Il a affirmé que les développeurs qui sont à bord de la technologie, notamment chez Capcom et Bethesda, peuvent « affiner l’IA générative » pour façonner les visuels de leur jeu comme ils le souhaitent. DLSS 5 ajoute une nouvelle couche de fidélité générative alimentée par l’IA, mais ne supprime pas le « contrôle artistique ».

Huang réagit peut-être à la façon dont la plupart des gens ont interprété et digéré la technologie en ligne, qui est essentiellement une sorte de « filtre à slop » qui ajoute une étrange couche d’hyper-fidélité aux jeux basés sur des modèles de formation génériques plutôt que sur la vision des artistes originaux.

Cela est dû au moins en partie à la façon dont les vidéos de démonstration montrent les comparaisons avant et après qui font les visages des personnages dans des jeux comme Champ d’étoiles et L’héritage de Poudlard On dirait des doublures yassifiées.

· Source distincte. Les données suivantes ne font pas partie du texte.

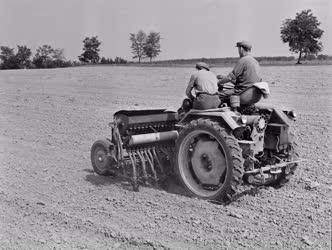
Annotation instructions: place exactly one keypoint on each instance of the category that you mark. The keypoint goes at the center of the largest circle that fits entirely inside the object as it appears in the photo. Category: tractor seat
(250, 96)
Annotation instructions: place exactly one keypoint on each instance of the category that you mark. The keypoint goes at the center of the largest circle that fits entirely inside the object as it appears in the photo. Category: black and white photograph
(154, 124)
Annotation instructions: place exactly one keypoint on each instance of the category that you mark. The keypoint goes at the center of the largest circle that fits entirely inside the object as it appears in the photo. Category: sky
(189, 28)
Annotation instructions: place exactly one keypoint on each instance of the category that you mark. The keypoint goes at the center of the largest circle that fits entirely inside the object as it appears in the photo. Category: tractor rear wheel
(100, 157)
(208, 161)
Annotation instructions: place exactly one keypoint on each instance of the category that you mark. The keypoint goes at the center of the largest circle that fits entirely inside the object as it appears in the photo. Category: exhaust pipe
(153, 137)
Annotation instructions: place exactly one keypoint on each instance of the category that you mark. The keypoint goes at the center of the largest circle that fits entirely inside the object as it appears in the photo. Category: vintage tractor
(210, 152)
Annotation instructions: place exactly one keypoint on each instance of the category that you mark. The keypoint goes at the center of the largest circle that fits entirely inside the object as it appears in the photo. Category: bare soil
(50, 198)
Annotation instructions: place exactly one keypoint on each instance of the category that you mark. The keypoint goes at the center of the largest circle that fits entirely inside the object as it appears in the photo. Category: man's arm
(232, 76)
(190, 86)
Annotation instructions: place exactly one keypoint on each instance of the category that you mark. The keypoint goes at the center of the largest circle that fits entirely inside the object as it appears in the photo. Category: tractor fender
(225, 116)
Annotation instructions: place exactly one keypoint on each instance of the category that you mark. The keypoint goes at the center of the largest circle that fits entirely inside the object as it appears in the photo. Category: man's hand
(219, 77)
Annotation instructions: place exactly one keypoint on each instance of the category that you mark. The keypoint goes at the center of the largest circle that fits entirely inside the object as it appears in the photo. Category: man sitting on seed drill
(245, 73)
(204, 84)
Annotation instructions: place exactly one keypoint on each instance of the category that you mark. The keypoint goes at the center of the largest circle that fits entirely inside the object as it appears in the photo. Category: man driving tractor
(244, 74)
(204, 83)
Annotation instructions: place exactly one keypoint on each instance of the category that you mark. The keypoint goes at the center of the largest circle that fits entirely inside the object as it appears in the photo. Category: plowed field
(50, 197)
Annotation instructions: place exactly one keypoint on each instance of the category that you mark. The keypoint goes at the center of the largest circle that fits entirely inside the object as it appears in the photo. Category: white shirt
(203, 81)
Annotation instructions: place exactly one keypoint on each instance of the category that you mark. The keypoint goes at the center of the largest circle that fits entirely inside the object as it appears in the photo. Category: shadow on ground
(168, 184)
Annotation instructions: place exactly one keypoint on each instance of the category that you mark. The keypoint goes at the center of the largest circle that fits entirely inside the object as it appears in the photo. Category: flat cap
(201, 65)
(244, 44)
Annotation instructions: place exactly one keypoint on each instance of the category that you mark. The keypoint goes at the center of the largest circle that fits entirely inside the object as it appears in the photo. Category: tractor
(211, 153)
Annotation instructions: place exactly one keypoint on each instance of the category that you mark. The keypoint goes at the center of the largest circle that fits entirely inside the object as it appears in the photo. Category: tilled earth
(50, 197)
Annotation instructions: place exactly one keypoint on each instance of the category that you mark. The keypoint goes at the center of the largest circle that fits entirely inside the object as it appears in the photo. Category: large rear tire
(208, 161)
(100, 157)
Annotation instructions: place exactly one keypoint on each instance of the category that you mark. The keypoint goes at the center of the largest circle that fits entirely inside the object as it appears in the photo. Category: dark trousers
(206, 101)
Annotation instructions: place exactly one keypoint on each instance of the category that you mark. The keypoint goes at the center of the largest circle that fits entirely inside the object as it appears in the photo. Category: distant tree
(90, 50)
(302, 34)
(8, 58)
(43, 57)
(48, 57)
(23, 56)
(152, 45)
(137, 44)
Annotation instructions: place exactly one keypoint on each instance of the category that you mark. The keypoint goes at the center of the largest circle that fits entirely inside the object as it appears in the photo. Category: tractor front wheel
(100, 157)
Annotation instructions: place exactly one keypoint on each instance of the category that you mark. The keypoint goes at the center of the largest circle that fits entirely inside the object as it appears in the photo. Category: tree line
(301, 33)
(48, 57)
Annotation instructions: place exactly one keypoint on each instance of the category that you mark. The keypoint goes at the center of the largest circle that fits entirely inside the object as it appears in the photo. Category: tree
(90, 50)
(48, 57)
(8, 58)
(152, 45)
(43, 57)
(23, 56)
(137, 44)
(302, 34)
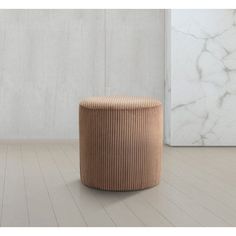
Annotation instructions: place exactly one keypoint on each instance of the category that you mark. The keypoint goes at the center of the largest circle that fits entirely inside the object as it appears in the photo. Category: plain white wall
(51, 59)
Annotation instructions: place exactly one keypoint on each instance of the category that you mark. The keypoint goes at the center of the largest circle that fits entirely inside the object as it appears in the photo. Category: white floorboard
(40, 186)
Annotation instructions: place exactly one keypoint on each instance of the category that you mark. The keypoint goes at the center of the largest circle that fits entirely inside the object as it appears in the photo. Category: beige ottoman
(120, 142)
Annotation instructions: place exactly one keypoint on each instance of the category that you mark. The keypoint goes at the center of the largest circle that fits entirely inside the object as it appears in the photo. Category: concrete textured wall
(51, 59)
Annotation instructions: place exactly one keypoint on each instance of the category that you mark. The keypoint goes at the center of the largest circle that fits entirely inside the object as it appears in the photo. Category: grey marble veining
(202, 77)
(51, 59)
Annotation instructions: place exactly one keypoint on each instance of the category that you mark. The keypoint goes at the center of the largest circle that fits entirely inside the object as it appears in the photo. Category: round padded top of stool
(117, 102)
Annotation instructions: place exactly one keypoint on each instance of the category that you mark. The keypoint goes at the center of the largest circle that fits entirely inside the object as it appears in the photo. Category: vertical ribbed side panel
(120, 149)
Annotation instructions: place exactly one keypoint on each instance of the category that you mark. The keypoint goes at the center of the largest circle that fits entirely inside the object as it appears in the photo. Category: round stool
(121, 140)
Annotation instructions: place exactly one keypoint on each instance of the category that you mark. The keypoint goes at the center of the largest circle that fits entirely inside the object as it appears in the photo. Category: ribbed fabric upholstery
(120, 142)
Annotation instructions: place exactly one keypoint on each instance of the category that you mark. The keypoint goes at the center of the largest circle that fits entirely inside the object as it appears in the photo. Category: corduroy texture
(120, 142)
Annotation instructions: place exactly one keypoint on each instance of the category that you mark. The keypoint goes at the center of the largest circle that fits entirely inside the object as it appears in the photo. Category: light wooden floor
(40, 186)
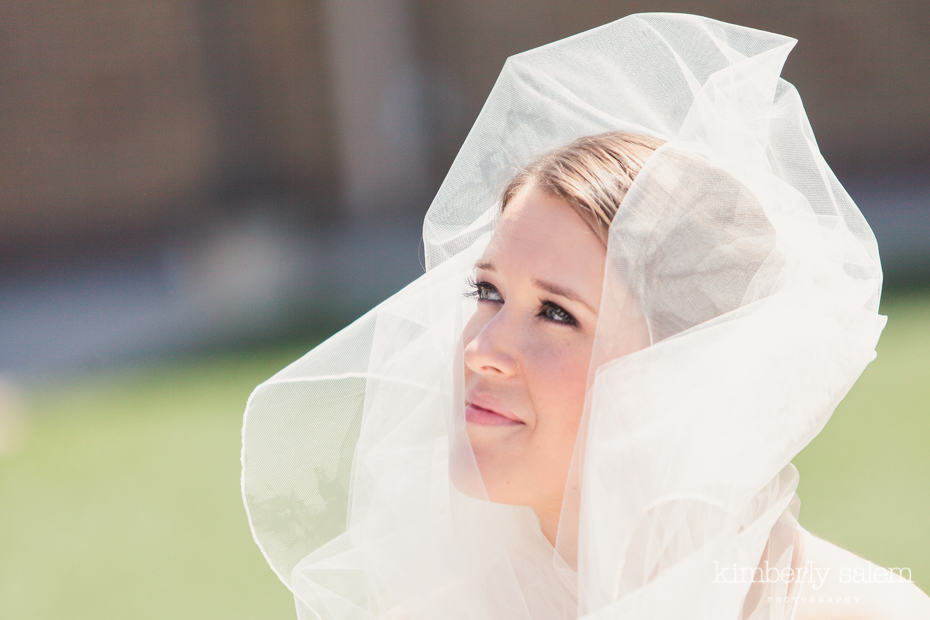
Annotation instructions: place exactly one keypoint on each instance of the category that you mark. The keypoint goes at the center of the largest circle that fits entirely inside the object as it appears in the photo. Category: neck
(548, 515)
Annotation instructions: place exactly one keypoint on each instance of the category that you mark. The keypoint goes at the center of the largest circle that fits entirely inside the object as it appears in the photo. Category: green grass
(122, 499)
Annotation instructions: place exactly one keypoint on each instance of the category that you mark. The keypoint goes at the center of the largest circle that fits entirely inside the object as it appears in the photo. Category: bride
(667, 292)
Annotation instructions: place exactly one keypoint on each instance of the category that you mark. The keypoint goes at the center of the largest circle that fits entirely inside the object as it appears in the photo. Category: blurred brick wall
(118, 117)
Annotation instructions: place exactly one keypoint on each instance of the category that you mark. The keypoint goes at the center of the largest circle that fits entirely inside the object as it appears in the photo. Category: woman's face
(528, 345)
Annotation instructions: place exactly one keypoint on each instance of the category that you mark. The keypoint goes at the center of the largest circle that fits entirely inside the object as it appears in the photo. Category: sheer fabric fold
(758, 279)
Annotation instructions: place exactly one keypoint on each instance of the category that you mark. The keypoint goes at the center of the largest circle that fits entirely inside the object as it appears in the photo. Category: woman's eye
(557, 314)
(483, 291)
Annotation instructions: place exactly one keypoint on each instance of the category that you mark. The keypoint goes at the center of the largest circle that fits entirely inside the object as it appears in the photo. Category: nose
(492, 349)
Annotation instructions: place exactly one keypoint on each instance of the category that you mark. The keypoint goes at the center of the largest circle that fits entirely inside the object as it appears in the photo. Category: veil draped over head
(758, 280)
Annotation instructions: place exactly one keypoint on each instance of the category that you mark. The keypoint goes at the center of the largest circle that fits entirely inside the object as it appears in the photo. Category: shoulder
(840, 585)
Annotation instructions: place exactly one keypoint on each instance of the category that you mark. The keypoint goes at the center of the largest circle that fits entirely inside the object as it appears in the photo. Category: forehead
(541, 236)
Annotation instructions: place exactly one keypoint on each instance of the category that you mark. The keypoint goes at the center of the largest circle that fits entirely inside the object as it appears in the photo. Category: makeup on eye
(550, 311)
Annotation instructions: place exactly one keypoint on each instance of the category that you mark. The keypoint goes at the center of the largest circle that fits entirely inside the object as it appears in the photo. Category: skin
(528, 347)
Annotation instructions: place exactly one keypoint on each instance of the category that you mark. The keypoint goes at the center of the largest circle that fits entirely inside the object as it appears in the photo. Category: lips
(486, 410)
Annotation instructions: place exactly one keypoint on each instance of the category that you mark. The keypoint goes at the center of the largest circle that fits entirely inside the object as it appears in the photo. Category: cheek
(561, 373)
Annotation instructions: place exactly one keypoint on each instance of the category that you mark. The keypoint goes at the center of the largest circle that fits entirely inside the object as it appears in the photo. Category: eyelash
(476, 289)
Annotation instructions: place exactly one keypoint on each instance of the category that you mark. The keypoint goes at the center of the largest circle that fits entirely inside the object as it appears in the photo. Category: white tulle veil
(759, 282)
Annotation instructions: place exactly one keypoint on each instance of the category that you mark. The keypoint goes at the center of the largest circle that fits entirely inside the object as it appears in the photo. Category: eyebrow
(546, 286)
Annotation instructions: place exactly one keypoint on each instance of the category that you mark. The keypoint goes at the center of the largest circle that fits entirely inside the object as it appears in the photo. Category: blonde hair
(591, 174)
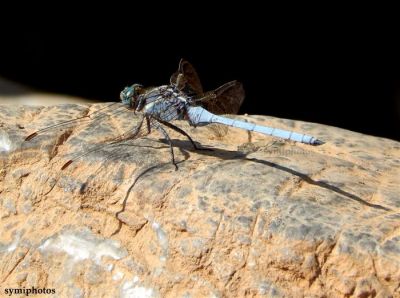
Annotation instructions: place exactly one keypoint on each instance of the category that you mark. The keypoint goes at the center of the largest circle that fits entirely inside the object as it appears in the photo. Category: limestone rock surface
(254, 217)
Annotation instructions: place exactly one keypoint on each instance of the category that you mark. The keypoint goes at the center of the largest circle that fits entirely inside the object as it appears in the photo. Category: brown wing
(187, 79)
(226, 99)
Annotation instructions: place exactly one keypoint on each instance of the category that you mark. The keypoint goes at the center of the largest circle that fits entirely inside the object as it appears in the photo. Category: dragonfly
(182, 99)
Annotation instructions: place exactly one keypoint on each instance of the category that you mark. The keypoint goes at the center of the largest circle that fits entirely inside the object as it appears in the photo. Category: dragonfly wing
(141, 130)
(226, 99)
(187, 73)
(110, 110)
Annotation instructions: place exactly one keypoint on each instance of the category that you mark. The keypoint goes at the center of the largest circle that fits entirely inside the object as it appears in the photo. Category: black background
(309, 69)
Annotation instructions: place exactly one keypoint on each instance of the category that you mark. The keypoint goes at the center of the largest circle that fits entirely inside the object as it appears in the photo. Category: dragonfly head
(130, 94)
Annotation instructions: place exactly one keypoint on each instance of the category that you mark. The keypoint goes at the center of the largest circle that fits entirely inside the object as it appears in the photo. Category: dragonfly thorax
(129, 96)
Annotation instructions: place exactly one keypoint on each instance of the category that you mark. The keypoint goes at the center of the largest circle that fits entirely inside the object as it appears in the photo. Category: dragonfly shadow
(322, 184)
(229, 155)
(142, 174)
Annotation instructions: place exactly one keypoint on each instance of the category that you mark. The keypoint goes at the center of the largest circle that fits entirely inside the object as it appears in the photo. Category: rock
(254, 217)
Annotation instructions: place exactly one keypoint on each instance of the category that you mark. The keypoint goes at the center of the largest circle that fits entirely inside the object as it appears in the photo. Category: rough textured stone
(254, 217)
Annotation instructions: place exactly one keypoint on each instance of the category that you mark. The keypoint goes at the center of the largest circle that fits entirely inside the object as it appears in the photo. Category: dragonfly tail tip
(31, 136)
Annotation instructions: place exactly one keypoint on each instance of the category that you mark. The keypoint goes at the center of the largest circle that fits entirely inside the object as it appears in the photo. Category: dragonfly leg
(148, 124)
(162, 130)
(181, 131)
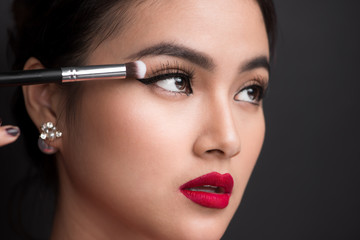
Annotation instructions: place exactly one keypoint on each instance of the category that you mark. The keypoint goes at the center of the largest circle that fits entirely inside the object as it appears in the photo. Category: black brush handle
(30, 77)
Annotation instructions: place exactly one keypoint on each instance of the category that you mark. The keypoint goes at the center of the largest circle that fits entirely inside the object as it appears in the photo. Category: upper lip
(215, 179)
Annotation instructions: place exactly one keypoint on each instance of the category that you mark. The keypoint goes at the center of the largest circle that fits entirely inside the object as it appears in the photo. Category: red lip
(212, 190)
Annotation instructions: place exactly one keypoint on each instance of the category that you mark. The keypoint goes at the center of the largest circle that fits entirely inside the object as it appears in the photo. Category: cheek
(126, 143)
(251, 131)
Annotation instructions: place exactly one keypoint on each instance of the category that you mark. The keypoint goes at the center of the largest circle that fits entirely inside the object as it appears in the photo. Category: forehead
(222, 29)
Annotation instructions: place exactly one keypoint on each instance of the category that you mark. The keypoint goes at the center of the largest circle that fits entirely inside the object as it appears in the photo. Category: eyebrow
(196, 57)
(179, 51)
(257, 62)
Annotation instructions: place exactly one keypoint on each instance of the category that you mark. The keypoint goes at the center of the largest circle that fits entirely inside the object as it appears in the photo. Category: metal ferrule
(93, 73)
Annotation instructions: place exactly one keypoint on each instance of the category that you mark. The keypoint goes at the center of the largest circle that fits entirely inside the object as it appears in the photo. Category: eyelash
(259, 86)
(168, 71)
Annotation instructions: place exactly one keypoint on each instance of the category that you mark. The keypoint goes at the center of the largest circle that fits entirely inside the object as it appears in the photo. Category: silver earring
(50, 133)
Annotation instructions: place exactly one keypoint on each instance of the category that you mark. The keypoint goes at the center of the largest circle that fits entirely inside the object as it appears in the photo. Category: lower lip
(210, 200)
(206, 199)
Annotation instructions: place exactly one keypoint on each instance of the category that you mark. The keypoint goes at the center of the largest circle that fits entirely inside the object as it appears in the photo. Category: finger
(8, 134)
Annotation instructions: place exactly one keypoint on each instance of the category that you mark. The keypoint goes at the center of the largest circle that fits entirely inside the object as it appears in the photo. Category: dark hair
(62, 33)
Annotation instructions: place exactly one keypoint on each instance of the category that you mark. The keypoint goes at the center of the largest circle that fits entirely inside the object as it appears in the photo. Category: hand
(8, 134)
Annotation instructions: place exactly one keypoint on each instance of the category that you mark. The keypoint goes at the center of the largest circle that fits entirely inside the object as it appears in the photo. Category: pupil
(180, 84)
(252, 93)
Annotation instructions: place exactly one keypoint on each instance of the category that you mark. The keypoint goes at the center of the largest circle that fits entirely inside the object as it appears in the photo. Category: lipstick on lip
(212, 190)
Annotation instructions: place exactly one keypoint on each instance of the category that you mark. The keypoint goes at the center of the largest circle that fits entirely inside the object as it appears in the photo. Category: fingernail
(13, 131)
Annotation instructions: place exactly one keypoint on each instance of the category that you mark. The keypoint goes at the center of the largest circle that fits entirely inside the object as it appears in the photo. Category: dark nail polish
(13, 131)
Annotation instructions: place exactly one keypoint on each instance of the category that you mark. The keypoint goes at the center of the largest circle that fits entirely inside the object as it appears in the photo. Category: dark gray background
(306, 182)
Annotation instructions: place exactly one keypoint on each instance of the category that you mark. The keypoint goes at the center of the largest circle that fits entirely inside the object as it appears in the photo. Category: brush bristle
(136, 70)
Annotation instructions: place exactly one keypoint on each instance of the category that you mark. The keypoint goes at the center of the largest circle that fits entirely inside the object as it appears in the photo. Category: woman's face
(134, 146)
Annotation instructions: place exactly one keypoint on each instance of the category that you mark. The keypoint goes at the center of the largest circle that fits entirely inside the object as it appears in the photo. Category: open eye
(179, 83)
(252, 94)
(172, 82)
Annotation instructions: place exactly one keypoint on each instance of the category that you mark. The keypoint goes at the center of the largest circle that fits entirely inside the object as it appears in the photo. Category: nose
(219, 136)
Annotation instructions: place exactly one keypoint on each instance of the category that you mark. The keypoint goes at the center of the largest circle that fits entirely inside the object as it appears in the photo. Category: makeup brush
(135, 70)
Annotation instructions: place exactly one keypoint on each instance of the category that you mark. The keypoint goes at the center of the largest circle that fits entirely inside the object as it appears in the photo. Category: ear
(42, 100)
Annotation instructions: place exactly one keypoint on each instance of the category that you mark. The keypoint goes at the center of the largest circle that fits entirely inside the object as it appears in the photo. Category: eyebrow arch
(174, 50)
(258, 62)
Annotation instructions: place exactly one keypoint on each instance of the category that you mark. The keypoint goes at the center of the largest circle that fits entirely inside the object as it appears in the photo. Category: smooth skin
(133, 145)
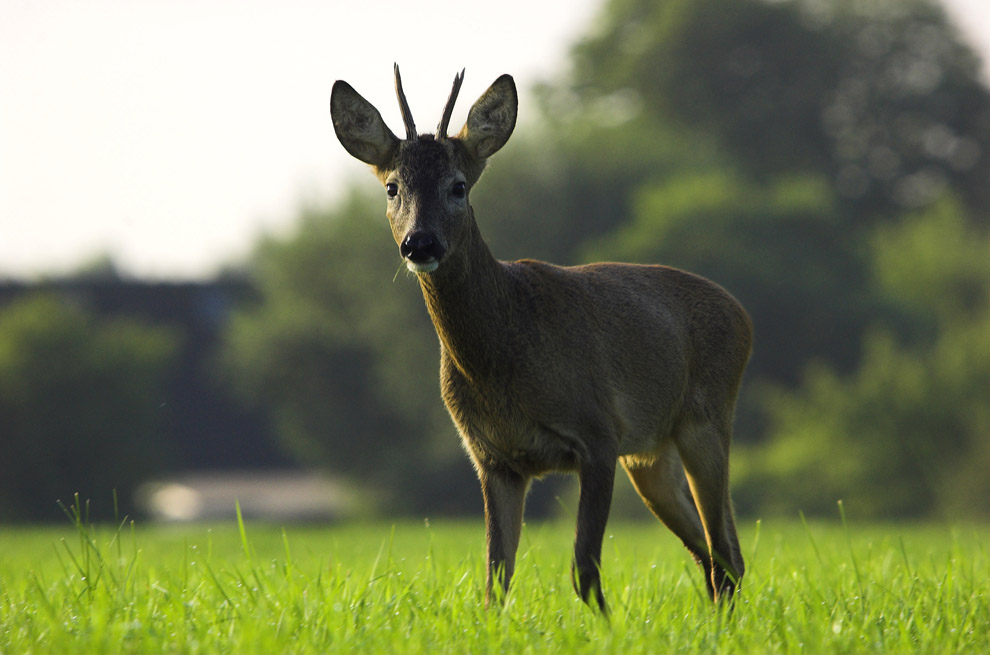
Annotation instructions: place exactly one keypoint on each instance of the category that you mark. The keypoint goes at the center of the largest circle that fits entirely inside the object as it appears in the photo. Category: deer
(547, 368)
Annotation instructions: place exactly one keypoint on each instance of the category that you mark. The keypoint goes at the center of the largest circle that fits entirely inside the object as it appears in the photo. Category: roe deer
(549, 368)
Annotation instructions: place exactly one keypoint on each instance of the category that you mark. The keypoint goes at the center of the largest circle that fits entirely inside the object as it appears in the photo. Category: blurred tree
(340, 349)
(906, 433)
(759, 143)
(881, 97)
(79, 405)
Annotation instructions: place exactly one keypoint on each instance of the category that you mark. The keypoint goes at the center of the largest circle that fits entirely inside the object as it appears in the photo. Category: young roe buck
(548, 368)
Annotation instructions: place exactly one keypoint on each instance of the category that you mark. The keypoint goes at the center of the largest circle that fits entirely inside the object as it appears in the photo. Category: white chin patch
(425, 267)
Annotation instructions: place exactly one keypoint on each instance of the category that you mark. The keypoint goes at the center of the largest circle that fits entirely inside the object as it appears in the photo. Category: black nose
(421, 247)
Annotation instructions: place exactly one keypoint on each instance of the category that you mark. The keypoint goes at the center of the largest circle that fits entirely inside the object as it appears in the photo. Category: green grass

L’argument de Huang est que cela est calibré au niveau du développeur plutôt que via un algorithme de post-traitement.

Je ne suis pas sûr que la logique fasse une grande différence pour les fans actuellement horrifiés par les premiers résultats de la technologie. Après tout, qu’est-ce qui est pire ? DLSS 5 en tant que filtre bon marché ou DLSS 5 en tant que fusion de l’IA générative dans la géométrie fondamentale qui définit l’apparence et la convivialité d’un jeu ?

DLSS 5 pourrait faire des merveilles pour des détails plus génériques comme l’éclairage environnemental, mais les outils sont par nature quelque peu aléatoires et imprévisibles. Jusqu’à présent, la seule question que se posent la plupart des gens à propos du DLSS 5 est de savoir si Nvidia peut garantir une option permettant de le garder désactivé.